Facilities Management evolui de centro custo para papel estratégico
Em meio a um ambiente de crescente volatilidade econômica, tensões geopolíticas e transformações tecnológicas aceleradas, o Facilities Management (FM) deixou de ser apenas operacional para se tornar uma função estratégica. O que antes era visto predominantemente como “manter o prédio funcionando” hoje é reconhecido como um pilar estratégico para a continuidade dos negócios, a gestão de riscos e a criação de valor corporativo. É o que revela o Global State of Facilities Management Report, da JLL.
O relatório aponta que o FM contemporâneo opera em uma convergência complexa entre eficiência financeira, confiabilidade operacional e experiência humana. Três prioridades surgem como centrais: eficiência de custos e orçamento; confiabilidade e resiliência dos ativos; e bem-estar e segurança dos ocupantes. Essas dimensões se reforçam mutuamente e moldam a forma como líderes de Corporate Real Estate (CRE) e FM pensam suas estratégias.
“O FM deixou de ser um centro de custo isolado para se tornar uma função que conecta operação, risco e estratégia.

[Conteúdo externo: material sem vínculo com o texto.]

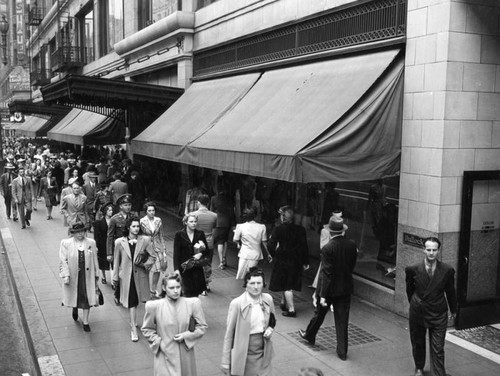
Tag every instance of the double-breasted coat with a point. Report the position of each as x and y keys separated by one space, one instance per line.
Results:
x=428 y=305
x=164 y=319
x=68 y=267
x=124 y=267
x=193 y=279
x=236 y=339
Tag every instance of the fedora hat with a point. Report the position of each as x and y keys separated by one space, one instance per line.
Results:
x=336 y=224
x=77 y=227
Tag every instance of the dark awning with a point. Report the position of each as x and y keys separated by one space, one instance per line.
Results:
x=39 y=108
x=334 y=120
x=31 y=125
x=101 y=92
x=82 y=127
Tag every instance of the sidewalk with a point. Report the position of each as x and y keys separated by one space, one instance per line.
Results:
x=378 y=343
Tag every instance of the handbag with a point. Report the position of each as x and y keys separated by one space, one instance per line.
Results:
x=100 y=296
x=144 y=260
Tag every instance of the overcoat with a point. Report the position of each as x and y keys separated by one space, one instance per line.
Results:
x=193 y=279
x=428 y=305
x=236 y=339
x=164 y=319
x=124 y=267
x=68 y=267
x=288 y=246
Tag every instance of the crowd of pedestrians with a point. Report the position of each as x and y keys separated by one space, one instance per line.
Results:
x=106 y=197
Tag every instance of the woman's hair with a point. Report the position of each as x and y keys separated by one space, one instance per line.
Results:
x=148 y=204
x=128 y=223
x=171 y=277
x=254 y=272
x=187 y=216
x=249 y=214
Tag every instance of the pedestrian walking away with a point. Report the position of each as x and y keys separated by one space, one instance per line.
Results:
x=173 y=326
x=288 y=247
x=430 y=288
x=335 y=286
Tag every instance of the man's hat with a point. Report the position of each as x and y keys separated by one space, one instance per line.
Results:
x=336 y=224
x=124 y=199
x=77 y=227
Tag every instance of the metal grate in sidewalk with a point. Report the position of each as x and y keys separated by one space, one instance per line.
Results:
x=487 y=337
x=326 y=338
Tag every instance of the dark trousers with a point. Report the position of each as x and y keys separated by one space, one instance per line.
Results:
x=341 y=307
x=436 y=347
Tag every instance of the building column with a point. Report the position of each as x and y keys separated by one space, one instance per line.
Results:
x=451 y=120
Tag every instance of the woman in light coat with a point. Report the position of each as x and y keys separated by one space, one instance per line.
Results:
x=247 y=349
x=133 y=279
x=168 y=330
x=78 y=267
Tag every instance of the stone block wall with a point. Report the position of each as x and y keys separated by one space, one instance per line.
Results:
x=451 y=118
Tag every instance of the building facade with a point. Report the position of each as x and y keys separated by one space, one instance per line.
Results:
x=386 y=109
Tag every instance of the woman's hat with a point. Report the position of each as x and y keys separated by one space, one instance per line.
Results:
x=336 y=224
x=77 y=227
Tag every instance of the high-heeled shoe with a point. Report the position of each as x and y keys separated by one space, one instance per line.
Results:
x=133 y=336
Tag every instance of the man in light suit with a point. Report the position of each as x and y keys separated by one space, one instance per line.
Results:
x=74 y=208
x=335 y=285
x=6 y=190
x=427 y=283
x=22 y=194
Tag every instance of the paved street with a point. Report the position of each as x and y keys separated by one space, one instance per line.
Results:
x=379 y=343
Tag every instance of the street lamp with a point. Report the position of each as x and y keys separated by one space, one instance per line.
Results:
x=4 y=27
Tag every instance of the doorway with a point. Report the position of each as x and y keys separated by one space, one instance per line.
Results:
x=478 y=278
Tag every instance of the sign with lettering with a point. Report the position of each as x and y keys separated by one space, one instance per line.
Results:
x=413 y=240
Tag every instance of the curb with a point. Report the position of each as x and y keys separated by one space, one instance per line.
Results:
x=45 y=358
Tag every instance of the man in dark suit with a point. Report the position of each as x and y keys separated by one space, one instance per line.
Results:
x=22 y=194
x=427 y=283
x=6 y=190
x=335 y=285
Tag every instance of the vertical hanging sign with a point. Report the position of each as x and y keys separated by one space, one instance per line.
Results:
x=20 y=30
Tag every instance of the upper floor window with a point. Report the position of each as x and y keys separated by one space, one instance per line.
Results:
x=114 y=23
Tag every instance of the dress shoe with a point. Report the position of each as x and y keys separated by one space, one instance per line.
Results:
x=302 y=335
x=133 y=336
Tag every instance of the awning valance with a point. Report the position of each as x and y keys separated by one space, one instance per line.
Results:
x=335 y=120
x=31 y=125
x=114 y=94
x=82 y=127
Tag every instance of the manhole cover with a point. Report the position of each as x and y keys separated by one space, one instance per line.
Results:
x=487 y=337
x=326 y=338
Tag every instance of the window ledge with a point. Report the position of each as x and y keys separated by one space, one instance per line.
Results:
x=156 y=31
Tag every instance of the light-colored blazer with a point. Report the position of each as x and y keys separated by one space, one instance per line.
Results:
x=68 y=267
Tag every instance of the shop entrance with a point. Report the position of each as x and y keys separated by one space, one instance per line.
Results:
x=478 y=278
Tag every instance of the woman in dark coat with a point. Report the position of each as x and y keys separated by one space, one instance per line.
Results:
x=190 y=242
x=101 y=236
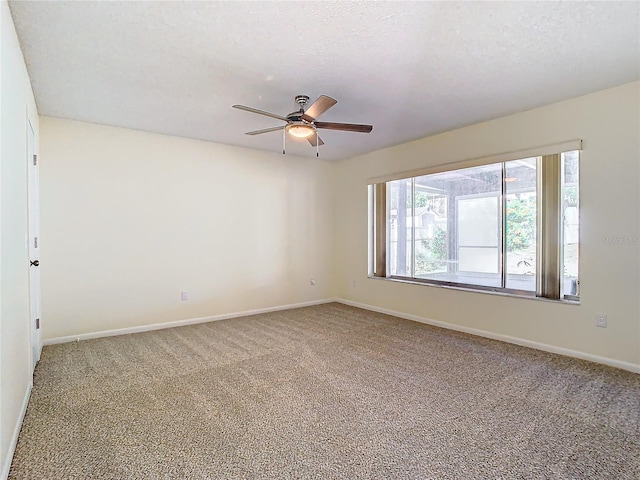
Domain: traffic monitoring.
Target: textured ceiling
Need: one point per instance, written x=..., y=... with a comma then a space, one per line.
x=411, y=69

Quando bem-estruturado, sustenta a continuidade do negócio e cria as condições para que as pessoas performem melhor”, afirma Fatima Bottameli, diretora LatAm de Desenvolvimento de Soluções da JLL.
A pesquisa ouviu 248 organizações em mais de 20 países, de diferentes setores e tamanhos, sendo a maioria (77%) das Américas.
Pressão por eficiência leva a novos modelos
Do ponto de vista financeiro, o contexto atual impõe disciplina. Afinal, 84% dos líderes entrevistados apontam custos operacionais crescentes como sua principal preocupação, enquanto 81% indicam eficiência e otimização orçamentária como prioridade. Isso tem levado organizações a repensar modelos de contratação, consolidar fornecedores, investir em automação e usar dados para decisões mais precisas.
O relatório da JLL aponta as principais medidas para gerar economia em FM:
- Consolidação de contratos e fornecedores (58%);
- Uso de tecnologia e IA para automação e dados em tempo real (52%);
- Priorizar fornecedores com maior capacidade de autoexecução (52%);
- Monitoramento e benchmarking de desempenho de ativos (49%);
- Projetos conjuntos de economia com prestadores (37%).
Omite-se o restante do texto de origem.